Por fim, vale assinalar que o Brasil tem um papel importante a cumprir. Como potência emergente e importante ator regional, o Brasil deve buscar uma posição de equilíbrio, uma nova “equidistância pragmática”, garantindo boas relações tanto com os EUA, quanto com a China. Essa estratégia permitira perseguir os interesses nacionais, como a ampliação do comércio exterior e a atração de investimentos estrangeiros. Além disso, o Brasil poderia atuar como mediador entre as duas partes, sobretudo em questões regionais, promovendo o diálogo e a cooperação em temas de interesse comum, como as mudanças climáticas. Para o Brasil, o mais central é a construção de uma ordem multipolar pacífica e ciosa do direito internacional. Infelizmente, esse cenário parece cada vez mais improvável.

Gabriel Pietro Siracusa ([email protected]): graduado em Relações Internacionais pela Universidade de São Paulo, fez mestrado em ciência política e, atualmente, faz doutorado pela mesma instituição. Seus interesses de pesquisa são principalmente por temas de relações internacionais, como teoria das relações internacionais, geopolítica e economia internacional e por temas de teoria política, como pensamento político brasileiro, teoria política contemporânea e marxismo.


[1] Embora tenha mantido sua ampla vantagem militar, além do “privilégio exorbitante” de ter o dólar como moeda-chave do sistema, a crise foi um duro golpe na imagem internacional do capitalismo estadunidense. Desde então, os EUA perderam ainda mais competitividade no comércio internacional e na atração de investimento direto estrangeiro.

[2] A China possui um superávit comercial de cerca de 400 bilhões de dólares com os EUA, o que diminui seu espaço de retaliação.

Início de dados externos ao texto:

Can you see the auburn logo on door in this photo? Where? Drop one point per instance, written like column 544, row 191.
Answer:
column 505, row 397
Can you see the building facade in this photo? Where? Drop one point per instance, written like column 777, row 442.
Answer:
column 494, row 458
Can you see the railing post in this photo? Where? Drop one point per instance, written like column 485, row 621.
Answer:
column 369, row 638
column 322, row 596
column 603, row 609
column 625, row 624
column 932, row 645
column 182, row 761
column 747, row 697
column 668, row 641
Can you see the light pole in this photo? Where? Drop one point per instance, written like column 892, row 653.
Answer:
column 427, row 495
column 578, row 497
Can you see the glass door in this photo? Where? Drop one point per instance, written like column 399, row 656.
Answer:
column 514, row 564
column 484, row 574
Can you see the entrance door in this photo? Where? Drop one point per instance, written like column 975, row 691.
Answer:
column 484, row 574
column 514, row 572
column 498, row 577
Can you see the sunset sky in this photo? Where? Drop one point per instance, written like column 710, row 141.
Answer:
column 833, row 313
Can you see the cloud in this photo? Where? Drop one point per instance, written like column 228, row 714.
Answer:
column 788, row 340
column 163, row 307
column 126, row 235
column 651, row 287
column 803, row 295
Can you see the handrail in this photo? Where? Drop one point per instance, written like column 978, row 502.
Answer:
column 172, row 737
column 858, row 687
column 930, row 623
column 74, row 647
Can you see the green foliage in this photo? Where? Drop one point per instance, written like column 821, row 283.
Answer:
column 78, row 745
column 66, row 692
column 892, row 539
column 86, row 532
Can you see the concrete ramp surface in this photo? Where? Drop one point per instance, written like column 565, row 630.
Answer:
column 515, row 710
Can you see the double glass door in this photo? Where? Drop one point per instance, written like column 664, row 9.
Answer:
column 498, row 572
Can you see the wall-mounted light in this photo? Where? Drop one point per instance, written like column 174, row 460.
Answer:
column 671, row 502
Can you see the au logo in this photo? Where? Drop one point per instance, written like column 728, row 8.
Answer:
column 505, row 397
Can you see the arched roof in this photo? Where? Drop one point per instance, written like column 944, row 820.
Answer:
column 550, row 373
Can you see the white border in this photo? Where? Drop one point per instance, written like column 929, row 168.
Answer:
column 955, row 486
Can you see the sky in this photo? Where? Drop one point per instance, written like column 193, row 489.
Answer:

[3] Ao mesmo tempo em que insistiu em culpar a China, Trump e seus aliados na extrema-direita estadunidense – e mundial – repetiram ad infinitum que a covid era “apenas uma gripe” como outra qualquer e, com variações de país a país, boicotaram medidas que poderiam ter diminuído o impacto da pandemia. De fato, o mais de um milhão de mortos nos EUA não pode ser jogado na conta da China.

[4] Ainda que setores da elite financeira estadunidense tenham tomado iniciativas para diminuir o grau de tensão do conflito, a fim de garantir seus ganhos econômicos junto à China.

[5] Atualmente, segundo dados do Stockholm International Peace Research Institute (SIPRI), a China possui o segundo maior gasto militar do mundo, sendo superada apenas pelos EUA. O orçamento militar chinês vem aumentando consecutivamente nos últimos 27 anos.

[6] Alguns estudos afirmam, inclusive, que a China já alcançou essa liderança.

[7] A mudança envolveu uma série de iniciativas destinadas a fortalecer os laços dos Estados Unidos com a região da Ásia-Pacífico e, por outro lado, diminuir o grau de envolvimento estadunidense no Oriente Médio. Por inúmeras razões, pode-se dizer, hoje, que o giro fracassou: o Afeganistão permaneceu uma pedra no sapato estadunidense até hoje, além de os EUA permanecerem como o maior fiador internacional do Estado de Israel. Além disso, a entrada na região da Ásia-Pacífica ocorreu de forma atabalhoada: a principal iniciativa econômica, o Acordo Transpacífico de Cooperação Econômica (TPP), fracassou.